Ahahaha! I just stumbled upon a really fantastic guy! I haven't had so much fun ever since the Alexey Vayner Affair.
Only two MBA programs in the world responded to the Japanese challenge of the 1980s fundamentally, by restructuring their entire MBA experience--Sloan at MIT and McGill. All the others kept the economics first, finance first bias that made for the current global disaster and many future ones. However, Sloan and McGill are heartily embracing the banal, vulgar, venal, shallow culture of Americans and American businessmen, in particular, the swinging glands monkey-hierarchy crap that makes innovation levels so petty in US firms in spite of much boasting, bragging, braggadocio, pompous posing, and self inflation. The top 10 business schools in the United States produce monsters as graduates--truly spiritually, socially, psychically, crippled stunted facsimiles of human beings. Just try staying awake during lunch conversations with any of these pompous self promotatory bastards they now produce!!!!!! Talking to a dog turd is far more enlightening and morale boosting!!!!!
Secondly, and this is both profound and profoundly underestimated--ONLY STANFORD got business culture right--not MIT, not McGill and certainly no program in Europe.
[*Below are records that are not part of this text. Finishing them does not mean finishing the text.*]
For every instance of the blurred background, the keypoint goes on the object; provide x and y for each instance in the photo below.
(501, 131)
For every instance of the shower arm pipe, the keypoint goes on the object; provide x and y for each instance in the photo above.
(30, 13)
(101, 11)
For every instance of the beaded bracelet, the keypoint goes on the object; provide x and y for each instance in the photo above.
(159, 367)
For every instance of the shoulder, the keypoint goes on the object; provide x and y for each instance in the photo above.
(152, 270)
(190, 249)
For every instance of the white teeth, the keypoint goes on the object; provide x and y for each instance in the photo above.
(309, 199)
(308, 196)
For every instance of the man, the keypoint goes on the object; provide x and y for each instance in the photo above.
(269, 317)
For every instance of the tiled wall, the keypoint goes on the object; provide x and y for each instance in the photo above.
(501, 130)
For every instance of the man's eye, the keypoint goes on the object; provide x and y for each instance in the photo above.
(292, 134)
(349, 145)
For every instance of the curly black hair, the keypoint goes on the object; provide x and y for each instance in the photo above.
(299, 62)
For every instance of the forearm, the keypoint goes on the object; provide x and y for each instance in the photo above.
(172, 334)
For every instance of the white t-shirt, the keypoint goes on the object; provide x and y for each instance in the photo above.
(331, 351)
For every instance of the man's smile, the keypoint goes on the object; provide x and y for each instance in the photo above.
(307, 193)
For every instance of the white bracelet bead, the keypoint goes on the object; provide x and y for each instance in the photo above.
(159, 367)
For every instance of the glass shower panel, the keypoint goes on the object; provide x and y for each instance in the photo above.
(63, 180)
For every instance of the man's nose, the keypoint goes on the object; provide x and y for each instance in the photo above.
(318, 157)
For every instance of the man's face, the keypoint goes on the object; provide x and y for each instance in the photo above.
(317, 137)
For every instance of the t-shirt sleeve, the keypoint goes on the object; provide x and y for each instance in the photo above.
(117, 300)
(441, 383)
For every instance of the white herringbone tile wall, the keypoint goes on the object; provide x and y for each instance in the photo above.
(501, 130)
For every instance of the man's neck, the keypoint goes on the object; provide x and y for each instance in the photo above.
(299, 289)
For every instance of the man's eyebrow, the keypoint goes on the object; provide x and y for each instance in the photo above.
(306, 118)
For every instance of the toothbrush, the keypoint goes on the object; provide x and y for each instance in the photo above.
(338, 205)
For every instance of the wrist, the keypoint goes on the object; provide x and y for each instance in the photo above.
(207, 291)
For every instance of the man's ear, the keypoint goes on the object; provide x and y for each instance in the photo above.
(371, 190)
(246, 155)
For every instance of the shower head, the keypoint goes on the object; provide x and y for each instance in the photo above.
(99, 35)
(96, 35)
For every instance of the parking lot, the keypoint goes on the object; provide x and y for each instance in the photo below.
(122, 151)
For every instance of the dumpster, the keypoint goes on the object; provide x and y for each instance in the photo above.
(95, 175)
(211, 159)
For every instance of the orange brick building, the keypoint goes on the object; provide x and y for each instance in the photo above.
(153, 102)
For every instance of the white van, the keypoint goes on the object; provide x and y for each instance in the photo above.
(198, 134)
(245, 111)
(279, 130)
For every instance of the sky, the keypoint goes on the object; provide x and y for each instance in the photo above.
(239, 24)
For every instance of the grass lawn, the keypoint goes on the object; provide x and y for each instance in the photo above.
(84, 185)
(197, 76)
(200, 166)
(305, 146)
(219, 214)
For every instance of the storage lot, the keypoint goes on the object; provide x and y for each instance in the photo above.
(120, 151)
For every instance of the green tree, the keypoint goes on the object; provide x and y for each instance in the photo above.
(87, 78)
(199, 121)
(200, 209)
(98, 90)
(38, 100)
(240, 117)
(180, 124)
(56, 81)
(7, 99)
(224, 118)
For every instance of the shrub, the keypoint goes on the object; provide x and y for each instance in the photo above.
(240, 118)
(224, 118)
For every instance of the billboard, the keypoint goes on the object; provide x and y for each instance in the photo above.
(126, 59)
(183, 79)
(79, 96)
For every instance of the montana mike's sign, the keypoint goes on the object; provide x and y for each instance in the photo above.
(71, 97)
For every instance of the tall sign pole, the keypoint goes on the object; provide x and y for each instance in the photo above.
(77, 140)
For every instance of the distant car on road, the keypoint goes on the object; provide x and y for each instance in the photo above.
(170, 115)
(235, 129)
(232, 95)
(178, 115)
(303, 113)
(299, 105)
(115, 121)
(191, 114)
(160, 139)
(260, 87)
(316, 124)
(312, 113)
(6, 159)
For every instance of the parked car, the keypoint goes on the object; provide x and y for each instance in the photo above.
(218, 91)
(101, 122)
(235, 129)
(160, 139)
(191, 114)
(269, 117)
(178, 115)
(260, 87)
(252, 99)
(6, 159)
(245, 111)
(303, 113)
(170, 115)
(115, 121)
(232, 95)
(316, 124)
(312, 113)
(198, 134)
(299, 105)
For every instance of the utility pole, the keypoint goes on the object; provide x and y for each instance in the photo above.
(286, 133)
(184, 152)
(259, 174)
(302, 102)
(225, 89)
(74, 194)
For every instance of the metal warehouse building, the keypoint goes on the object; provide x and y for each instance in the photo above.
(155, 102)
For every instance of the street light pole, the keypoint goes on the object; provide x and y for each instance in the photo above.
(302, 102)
That is, Stanford and Stanford alone installed a feminine culture on campus in their business program--a culture of sharing not hoarding information, of forming deep personal friendships on campus as the basis for venture founder sets, and a culture of encouraging idea theft and copying, not idea hoarding--so that flows of people, of funds, of ideas, of technologies, of resources intersect in swirls till they each find "homes" in Silicon Valley but NOT in route 128 and NOT around Cambridge and Oxford and NOT around INSEAD and IMD--because those places have blue suit monkey cultures not t shirt human cultures, those places look always upward into the ass of the higher rank monkey not look horizontal to customers and suppliers, those places hoard to get ahead not share to get ahead. Only Stanford got the culture thing right--productivity and innovativity are ALWAYS gotten ONLY by feminizing systems of work. See my book, purchasable on
https://www.youpublish.com/richard-tabor-greene Getting Real About Creativity in Business for details.
Thirdly, and this is really profound--technology and technical change are ONLY growing bigger and growing faster in speed in our futures--so MOST of "management" will be either dumb ass morons with silly slight levels of math such as MBA programs teach trying desperately to understand systems newly invented, or it will be technically smart, math powerful engineering types leading and managing systems with huge growing technical contents. You see--it used to be that technology was cul-de-sac-able, isolatable, so you assigned nerds to handle it--now it is everywhere, very big, and determining nearly all business outcomes--so the idea of Harvard math-light-heads (Harvard's MBA courses teach mostly high school levels, in Japan, of math) managing MIT engineers is old, passe, useless. Technology is too big and growing too fast and both of those will get very much worse in the future--the future of management is people with excellent ability to deeply grasp any new technology and an excellent set of CEO-like social skills for lying and pampering and manipulating pschopathologically and charming and selling. The nerd engineer has NO hope because technology touches people everywhere in business and the light-head humanities Harvard guy has no hope because without deep abiding understanding of technology his "managing" become periperal as technology invades all processes everywhere in markets, businesses, lifestyles, and the economy.
So there IS no one good choice--go anywhere BUT Stanford and you get swinging glands male culture stupidities that stymie and ruin ventures, go anywhere but McGill and Sloan and you get the same old finance bias that missed how to compete with Japan and how to handle the internet, go anywhere but Sloan no tech!!!
Later, when I got my first academic job, 2 years before my PHD was complete, at the University of Chicago Grad School of Business, without applying for the job at all, and after demanding that they double their initial salary offer, the Dean called me into his office for chastizing--I was the most expensive faculty move in the history, not only of the B school, but of the entire university! 22,000 books in 250+ boxes had made moving me from Rochester New York more expensive than moving 4 Nobel Laureates. He demanded and later got, from me, a photo of my personal library--completely filling all walls and middle room shelves in two rooms of my 4 bedroom apartment in Regent's Park by the lake.
To the best of my knowledge, there are no 4b units in Regents. Another exaggeration by RTG?